A philosopher named Thomas Dylan Daniel, drawing on the work of Alasdair MacIntyre, explains why this is a deep problem, not just a technical glitch.[^13] MacIntyre argued that people who start from different basic assumptions literally cannot reach the same conclusion. Their starting points determine their destinations. The factory worker and the manager aren't just seeing different things — they're operating in different mental frameworks that can't be merged without throwing one of them away.[^14] The AI doesn't understand this. It averages. And averaging across genuine differences is one of the worst things you can do in research.
The researchers at Stripe Partners made the point through a different angle: the most interesting research questions live in places where the patterns haven't been seen before.[^15] If you're studying something truly new — a community that uses technology in a way nobody expected, a user behavior that doesn't fit any existing category — the AI literally cannot help you understand it, because it only knows things that already exist in its training data. It's like asking Google Maps to show you a trail that hasn't been mapped yet.
The Camera Can't Photograph Itself
The Analogy: Blind Spots
Hold your hand out at arm's length and look at your thumb.
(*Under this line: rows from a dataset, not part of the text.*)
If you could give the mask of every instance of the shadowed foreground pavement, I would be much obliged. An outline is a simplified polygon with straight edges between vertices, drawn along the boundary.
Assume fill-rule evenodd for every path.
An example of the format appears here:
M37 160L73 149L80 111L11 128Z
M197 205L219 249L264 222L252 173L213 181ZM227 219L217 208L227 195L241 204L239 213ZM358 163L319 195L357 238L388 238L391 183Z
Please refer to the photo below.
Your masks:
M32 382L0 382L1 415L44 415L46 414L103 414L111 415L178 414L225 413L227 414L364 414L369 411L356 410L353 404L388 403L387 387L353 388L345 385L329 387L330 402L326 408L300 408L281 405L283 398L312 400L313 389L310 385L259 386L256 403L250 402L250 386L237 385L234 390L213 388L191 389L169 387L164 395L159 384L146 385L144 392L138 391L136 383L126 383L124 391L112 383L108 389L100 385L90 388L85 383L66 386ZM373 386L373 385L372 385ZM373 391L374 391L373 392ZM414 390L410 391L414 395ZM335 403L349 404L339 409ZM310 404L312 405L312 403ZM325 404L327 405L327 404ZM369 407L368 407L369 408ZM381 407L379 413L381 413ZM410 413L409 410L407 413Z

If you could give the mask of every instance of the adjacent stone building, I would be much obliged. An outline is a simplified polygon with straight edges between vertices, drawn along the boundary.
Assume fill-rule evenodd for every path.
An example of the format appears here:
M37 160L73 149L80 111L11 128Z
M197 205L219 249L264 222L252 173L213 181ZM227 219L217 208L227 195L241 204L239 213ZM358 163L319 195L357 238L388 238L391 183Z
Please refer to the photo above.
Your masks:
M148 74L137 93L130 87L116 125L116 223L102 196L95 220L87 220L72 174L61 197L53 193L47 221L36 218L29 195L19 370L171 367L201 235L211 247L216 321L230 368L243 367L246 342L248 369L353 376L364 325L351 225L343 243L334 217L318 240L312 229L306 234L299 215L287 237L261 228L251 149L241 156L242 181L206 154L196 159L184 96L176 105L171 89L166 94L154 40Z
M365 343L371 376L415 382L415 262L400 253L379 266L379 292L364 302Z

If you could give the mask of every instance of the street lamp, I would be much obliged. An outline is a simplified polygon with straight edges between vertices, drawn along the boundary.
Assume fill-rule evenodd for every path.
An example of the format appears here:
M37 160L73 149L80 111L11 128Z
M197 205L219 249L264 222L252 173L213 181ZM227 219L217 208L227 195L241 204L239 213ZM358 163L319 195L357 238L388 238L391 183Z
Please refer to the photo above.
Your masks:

Now close one eye. Your thumb blocks part of your view. You have a blind spot — a place you can't see. You know it's there, and you can move your head to see around it. But the blind spot itself is invisible while you're in it.
In 1931, a mathematician named Kurt Gödel proved something shocking: every system of math that's powerful enough to be useful has blind spots built into it.[^16] There are true statements that the system can't prove from within itself. This isn't because mathematicians aren't smart enough. It's a structural feature of the system — like how a camera can't photograph itself.
Thomas Dylan Daniel takes Gödel's insight and extends it beyond math.[^17] Daniel argues that language itself — the tool we use to think, argue, and make sense of the world — can never be as complex as the reality it describes.[^18] This isn't a complaint. It's actually the point. Daniel writes that "complete logical structures are universally flawed" — if your argument seems to explain everything with no blind spots, that's not a sign of a good argument. It's a sign of a dangerous one.[^19]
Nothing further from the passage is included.